Judging that the moment was now right, Reyes brought the fingers of her right hand to bear on Scully's throbbing clitoris, rolling it back and forth as she buried the tip of her tongue between her sweetly slick, moistened folds.
Within moments, Reyes' expertly timed attentions brought about the desired result.
"OHHHH!!!!" Scully clenched her fists tightly, tugging wildly at Reyes' wet hair, as her body spasmed violently, tensing then relaxing, every muscle responding to the tidal wave of ecstasy that rode out from her centre to assault the shores of her consciousness.
For a brief instant of time, she was reminded of the cataclysmic thermonuclear reaction at the heart of a newly born star; of the unstoppable force of a tropical hurricane; the devastating power of an earthquake and the searing heat of an erupting volcano. All of that, and more.
Thankfully, her cries of release were muted by the relentless cascade of warm water, though Reyes was definitely glad that Doggett wasn't in the next room; he did have exceptional hearing.
When the quaking of the redhead's soaked and naked body finally abated, Reyes got up from her knees and kissed her lover on the lips. Scully could taste her own sex there; sweet and still warm; the aftermath of the glorious release that had ripped through her body.
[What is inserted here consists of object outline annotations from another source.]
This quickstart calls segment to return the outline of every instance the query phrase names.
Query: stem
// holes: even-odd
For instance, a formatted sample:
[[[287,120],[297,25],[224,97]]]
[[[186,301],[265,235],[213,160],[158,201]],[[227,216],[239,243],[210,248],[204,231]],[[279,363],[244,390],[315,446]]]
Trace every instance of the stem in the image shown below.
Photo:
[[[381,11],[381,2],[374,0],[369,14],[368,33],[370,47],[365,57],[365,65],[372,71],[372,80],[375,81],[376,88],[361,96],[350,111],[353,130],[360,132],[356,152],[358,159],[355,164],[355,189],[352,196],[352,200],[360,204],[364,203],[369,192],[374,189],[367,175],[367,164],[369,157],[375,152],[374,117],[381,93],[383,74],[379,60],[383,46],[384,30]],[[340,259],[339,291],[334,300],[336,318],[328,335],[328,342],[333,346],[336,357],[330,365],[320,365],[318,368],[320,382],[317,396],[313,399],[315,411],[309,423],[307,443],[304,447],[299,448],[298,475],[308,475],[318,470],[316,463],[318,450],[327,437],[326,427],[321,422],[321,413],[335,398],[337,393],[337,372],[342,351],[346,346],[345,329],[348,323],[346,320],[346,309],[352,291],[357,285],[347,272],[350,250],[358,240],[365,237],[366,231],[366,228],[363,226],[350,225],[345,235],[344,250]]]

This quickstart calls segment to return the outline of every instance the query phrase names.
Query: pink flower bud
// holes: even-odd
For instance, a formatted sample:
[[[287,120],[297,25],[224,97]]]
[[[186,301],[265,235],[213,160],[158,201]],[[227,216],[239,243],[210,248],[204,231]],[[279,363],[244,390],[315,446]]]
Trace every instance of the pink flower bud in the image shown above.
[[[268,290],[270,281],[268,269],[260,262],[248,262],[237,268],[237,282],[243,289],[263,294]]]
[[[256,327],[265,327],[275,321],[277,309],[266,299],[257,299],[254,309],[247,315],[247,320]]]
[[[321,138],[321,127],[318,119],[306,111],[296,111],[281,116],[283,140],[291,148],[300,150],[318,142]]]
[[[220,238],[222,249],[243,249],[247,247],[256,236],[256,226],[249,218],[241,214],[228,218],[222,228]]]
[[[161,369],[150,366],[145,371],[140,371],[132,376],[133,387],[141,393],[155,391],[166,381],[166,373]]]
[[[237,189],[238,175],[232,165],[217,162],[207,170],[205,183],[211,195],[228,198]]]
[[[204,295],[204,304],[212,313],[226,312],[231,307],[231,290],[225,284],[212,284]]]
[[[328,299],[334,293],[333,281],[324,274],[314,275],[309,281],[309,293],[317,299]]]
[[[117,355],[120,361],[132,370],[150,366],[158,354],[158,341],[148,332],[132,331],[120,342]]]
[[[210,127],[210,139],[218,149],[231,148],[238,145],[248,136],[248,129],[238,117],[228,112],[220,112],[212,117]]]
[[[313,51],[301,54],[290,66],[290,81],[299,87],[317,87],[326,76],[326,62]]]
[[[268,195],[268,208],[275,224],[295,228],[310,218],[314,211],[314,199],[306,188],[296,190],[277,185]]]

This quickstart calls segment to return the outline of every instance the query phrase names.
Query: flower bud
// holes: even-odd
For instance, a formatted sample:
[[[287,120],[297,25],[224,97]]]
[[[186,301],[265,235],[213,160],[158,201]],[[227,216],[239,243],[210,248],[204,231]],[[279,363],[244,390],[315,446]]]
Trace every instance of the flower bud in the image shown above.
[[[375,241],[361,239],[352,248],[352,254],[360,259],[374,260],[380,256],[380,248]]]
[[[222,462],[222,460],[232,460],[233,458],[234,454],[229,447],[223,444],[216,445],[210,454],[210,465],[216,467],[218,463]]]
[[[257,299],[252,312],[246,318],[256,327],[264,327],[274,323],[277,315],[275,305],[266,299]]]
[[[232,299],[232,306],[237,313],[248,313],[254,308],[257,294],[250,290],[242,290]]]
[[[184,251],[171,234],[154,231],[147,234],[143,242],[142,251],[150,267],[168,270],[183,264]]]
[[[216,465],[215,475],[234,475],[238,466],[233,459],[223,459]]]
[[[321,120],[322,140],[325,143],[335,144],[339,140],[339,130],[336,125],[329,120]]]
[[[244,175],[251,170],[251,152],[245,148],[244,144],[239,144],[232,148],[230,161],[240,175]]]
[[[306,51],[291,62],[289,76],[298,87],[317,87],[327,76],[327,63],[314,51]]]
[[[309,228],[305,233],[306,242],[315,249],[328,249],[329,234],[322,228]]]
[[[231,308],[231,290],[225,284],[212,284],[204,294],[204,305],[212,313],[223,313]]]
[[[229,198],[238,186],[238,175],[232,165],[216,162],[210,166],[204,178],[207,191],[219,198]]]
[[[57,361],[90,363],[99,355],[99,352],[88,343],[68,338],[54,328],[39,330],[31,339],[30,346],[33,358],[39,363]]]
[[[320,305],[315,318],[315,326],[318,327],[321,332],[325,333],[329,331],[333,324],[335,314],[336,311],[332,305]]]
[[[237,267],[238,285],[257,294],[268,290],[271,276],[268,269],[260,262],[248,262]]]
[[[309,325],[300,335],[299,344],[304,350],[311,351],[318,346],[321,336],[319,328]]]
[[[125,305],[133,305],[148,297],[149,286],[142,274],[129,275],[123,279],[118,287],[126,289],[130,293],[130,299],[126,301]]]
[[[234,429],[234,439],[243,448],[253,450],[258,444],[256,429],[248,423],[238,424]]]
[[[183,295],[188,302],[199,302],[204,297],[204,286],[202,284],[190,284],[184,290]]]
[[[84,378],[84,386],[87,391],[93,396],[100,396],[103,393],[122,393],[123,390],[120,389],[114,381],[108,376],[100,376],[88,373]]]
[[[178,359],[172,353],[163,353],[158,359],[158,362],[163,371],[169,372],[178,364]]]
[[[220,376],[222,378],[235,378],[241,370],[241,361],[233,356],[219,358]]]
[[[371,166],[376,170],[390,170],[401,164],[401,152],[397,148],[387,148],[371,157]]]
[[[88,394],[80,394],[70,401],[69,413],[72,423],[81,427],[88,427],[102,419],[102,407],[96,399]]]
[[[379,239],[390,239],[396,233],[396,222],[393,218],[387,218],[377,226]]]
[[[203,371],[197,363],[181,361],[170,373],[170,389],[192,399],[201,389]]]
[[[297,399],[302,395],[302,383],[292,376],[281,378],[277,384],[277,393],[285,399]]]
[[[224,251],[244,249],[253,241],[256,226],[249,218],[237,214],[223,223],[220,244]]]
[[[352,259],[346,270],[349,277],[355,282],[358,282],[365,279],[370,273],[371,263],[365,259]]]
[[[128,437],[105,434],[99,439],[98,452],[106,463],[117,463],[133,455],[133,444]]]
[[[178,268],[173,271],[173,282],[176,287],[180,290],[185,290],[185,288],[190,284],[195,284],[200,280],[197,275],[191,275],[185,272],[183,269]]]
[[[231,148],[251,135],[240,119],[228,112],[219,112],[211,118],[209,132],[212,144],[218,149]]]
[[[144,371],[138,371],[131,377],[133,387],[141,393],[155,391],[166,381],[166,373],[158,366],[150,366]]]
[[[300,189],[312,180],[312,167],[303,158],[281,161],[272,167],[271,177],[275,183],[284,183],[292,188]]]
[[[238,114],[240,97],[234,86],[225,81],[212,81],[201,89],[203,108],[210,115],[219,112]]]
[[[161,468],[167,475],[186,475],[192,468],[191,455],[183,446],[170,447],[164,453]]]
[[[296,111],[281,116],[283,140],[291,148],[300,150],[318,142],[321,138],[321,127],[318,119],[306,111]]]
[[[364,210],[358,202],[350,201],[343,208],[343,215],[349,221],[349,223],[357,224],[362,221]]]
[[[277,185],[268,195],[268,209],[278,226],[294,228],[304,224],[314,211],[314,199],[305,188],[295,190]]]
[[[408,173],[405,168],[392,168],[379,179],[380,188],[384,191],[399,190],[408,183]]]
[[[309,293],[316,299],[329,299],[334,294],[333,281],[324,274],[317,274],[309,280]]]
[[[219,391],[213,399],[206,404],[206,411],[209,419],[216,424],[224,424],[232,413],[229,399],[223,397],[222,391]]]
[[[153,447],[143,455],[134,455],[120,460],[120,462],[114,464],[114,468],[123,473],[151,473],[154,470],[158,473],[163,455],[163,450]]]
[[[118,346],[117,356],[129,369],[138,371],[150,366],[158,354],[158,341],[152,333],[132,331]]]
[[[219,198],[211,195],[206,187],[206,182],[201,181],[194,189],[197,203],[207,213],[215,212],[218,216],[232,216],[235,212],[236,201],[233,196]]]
"Thank you," Scully murmured, dreamily. "That was -"
Reyes kissed her again, and their tender embrace lasted a very long time indeed. Eventually, she reached out and turned off the shower.
Reyes brushed a lock of damp, red hair from her lover's brow. "Dana, I Just want you to know that I'll never hurt you."
There were tears in Scully's eyes, but she was hiding them superbly.
"Mulder didn't hurt me," she finally admitted. "I hurt myself."
Reyes smiled warmly. "Let's get dry. Then we can go to bed and get wet all over again."